The fourth and final part of an experts' discussion panel on verification tries to look forward and reveals that, as ever, it's all about the coverage.
EE Times: Would it be easier to come together now to establish what system-level coverage metrics are before we've created these walls?
Martin: We've talked about the platforms you're going to use for system level validation -- it's going to be emulation, FPGA prototyping, and so on. How do you get coverage metrics out of something like that?
Levia: In my experience in standards, they converge quickly when a user knows what they want. When EDA vendors are left to decide what the standard ought to be, it takes time, because there are ulterior motives.
Martin: I agree. EDA vendors traditionally use standards to protect their space and added value. And then you have different camps.
Gary Smith: ARM is the prototype of the new semiconductor company.

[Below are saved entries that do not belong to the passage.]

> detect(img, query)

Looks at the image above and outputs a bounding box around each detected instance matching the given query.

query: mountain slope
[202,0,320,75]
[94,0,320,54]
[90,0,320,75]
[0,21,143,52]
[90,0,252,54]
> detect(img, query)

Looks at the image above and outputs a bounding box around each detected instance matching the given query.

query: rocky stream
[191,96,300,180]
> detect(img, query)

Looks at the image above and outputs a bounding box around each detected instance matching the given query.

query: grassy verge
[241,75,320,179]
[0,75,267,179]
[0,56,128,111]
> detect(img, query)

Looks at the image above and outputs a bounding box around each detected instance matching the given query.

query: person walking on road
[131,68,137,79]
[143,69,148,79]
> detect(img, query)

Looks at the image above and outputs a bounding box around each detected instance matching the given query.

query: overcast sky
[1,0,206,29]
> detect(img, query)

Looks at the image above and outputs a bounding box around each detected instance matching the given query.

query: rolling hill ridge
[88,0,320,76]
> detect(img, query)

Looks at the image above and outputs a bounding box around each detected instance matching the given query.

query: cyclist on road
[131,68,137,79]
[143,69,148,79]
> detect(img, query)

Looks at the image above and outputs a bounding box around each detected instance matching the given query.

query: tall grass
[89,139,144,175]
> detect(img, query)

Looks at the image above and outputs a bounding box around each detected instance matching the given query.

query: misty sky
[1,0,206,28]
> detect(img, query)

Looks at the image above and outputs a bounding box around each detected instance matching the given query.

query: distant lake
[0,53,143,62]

They are the semiconductor company that doesn't have to worry about producing the silicon. You walk around ARM, and it looks like an EDA company or an IP company, but it's not. When you get that critical mass, there are going to be more of these companies. Qualcomm and Broadcomm are starting to act more in this role. New semiconductor companies are going to make less and less of their money producing silicon chips. They are producing the designs. We sort of ripped the manufacturing out of the semiconductor business -- the foundries will make the product. New semiconductor companies will empower the things that come together.
Martin: The irony is the value is actually in the software. In some ways, the hardware eats into your margin. The more you spend on hardware, the more you eat into your margin. That's why there is this continual drive to spend more on software and integration and to drive the baseline capabilities to the supply chain. That's the only way that they can maintain their margins.